# Foster time......



## Maggies mom (Jan 6, 2006)

Good luck Rob.... Well be waiting for pictures....


----------



## GoldenJoyx'stwo (Feb 25, 2007)

Have a safe trip Rob! Can't wait to hear how it goes!!! 

I'd like to foster, but DH is having a hard time wrapping his mind around it. He doesn't want to give the dogs up. My niece would be in a tizzy, too. She likes us to dog-sit Bailey.


----------



## gold'nchocolate (May 31, 2005)

Good luck, Rob. I hope everyone gets along O.K. 
Is this dog on the G.R.A.P.E site?


----------



## AquaClaraCanines (Mar 5, 2006)

That's wonderful Rob!!!!


----------



## Rob's GRs (Feb 25, 2007)

gold'nchocolate said:


> Is this dog on the G.R.A.P.E site?


 
Not yet..... It will probably be a couple of days until I can take some pictures and write something up to have put up on the site and Petfinder listing.


----------



## Jazz's Mom (Feb 26, 2007)

Good luck! Can't wait to see the pictures.


----------



## Brandy's Mom (Oct 5, 2005)

I'm envious Rob. I'd be a bit nervous too but I'd love to foster someday.


----------



## Karen519 (Aug 21, 2006)

*Rob*

Rob:

You Rock!! 

I am so jealous-there's nothing I want more than a third dog or even to foster!!

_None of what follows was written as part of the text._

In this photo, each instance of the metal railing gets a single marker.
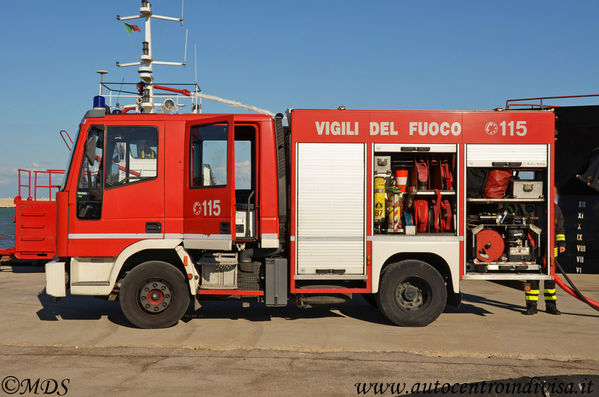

Please give us a report on your new foster boy!!!!

What's his name!!


----------



## Old Gold Mum2001 (Feb 25, 2007)

That's awesome Rob. You'll love it  
Safe roadtrip!!!


----------



## BeauShel (May 20, 2007)

Good luck Rob. Cant wait to see pictures of the cutie.


----------



## Angel_Kody (Feb 27, 2007)

Good for you Rob! Good luck and keep us posted!


----------